The first and easiest way to age your papers with coffee is to brew a fresh pot and then take the grounds and sprinkle/ spread/ dump them all over your nice paper. And then don't touch it. Really just leave it there. Really...HEY! I said don't touch it. He he.

Okay once it is dry you can brush off all the grounds. You will be left with a piece of paper the has a aged and parchment look to it.

The second method is my little twist on using coffee as a dye. What if you want a even aged look to your paper or maybe just around the edges or in a certain area. Or you just don't want the time and mess involved with the grounds. Here is what you can do.

Fill a paper coffee filter with about half a cup of ground coffee. Fold the sides up so that it looks like a little bag and wrap it closed with a rubber band.

Next take your little bag of coffee and soak it in a cup to two cups of 90% rubbing alcohol. Just watch. The alcohol is making a coffee extraction. Cool huh! Let the coffee steep in the alcohol until it is nice and dark ( maybe a half an hour or so ). Now you can poor it into a spray bottle and you have a control able, store able, portable, coffee scented, aging dye for your papers.

Just spritz it on to your papers and let dry, or use your heat gun to dry it. You will love the effect and the easy control the spray bottle gives you.

And don't worry about it going bad, because it is a alcohol extracted dye it will have a long shelf life.

Who said aging wasn't fun!

Pics will be added soon.

Thursday, February 24, 2011

Goofy Discovery Tip!

So I was sitting at my drafting table the other day dilegently doodling on my calendar when a stray copic marker came rolling down from the pile of work related items at the top of the table. It came to rest against one of my favorite multi tasking tools. Yep the good old toothbrush. Sooooo, I had to try it. If you take a fairly fresh Copic, one with a good amount of ink in it and start pulling it towards you ( you want to pull it towards you so the things fly away from you ) across the end of the toothbrush bristles it will make a very nice, fine and relativley even ( depending on the condition of the toothbrush ) spray of ink!

Give it a try.

Wednesday, January 26, 2011

Copic Marker tip

Ever wonder how to get really smooth blends with your Copic markers?
There's a trick. Do you wanna know what it is?

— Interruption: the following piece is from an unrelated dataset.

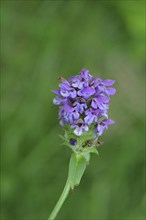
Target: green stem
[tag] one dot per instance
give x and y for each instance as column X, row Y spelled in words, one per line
column 60, row 201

Ok, but you can tell anybody. (looking around to see if anyone is listening ). Its call tip to tip blending. Really it is. I don't make this stuff up, well some of it but not this.

Here's what you do pick two colors you would like to blend to have blend together an fade into one another.
Start with some thing simple like blue and yellow or red and yellow. Take the tip of your yellow maker and rub it across the red or blue one. (Be sure to take the caps off it works better. Do ask me how I know that.)
Ok now look at the end of the yellow makers tip. There is some red or blue on there right.? Ok now start coloring with that part of the maker. A you color the color you "lifted" for the other maker will gradually run out creating a soft even blend. Pretty cool! You can repeat this process over and over to build up the color as you want or apply it over another area you have already colored.

Try it with a Colorless Blender and see what happens!

Try using this trick to blend colors together to make highlights and add depth to your creations.

Saturday, January 22, 2011

Wondering where I have been?

So where have I been? Well, between trying to get the new studio open, being sick off and on with a cold that just wouldn't go away and a car accident, and teaching a bunch of classes last this past week I have been kinda busy.  But I think I might find time in today or tomorrow to post a quick tip. So keep looking! Because I am back and ready to play, err I mean work!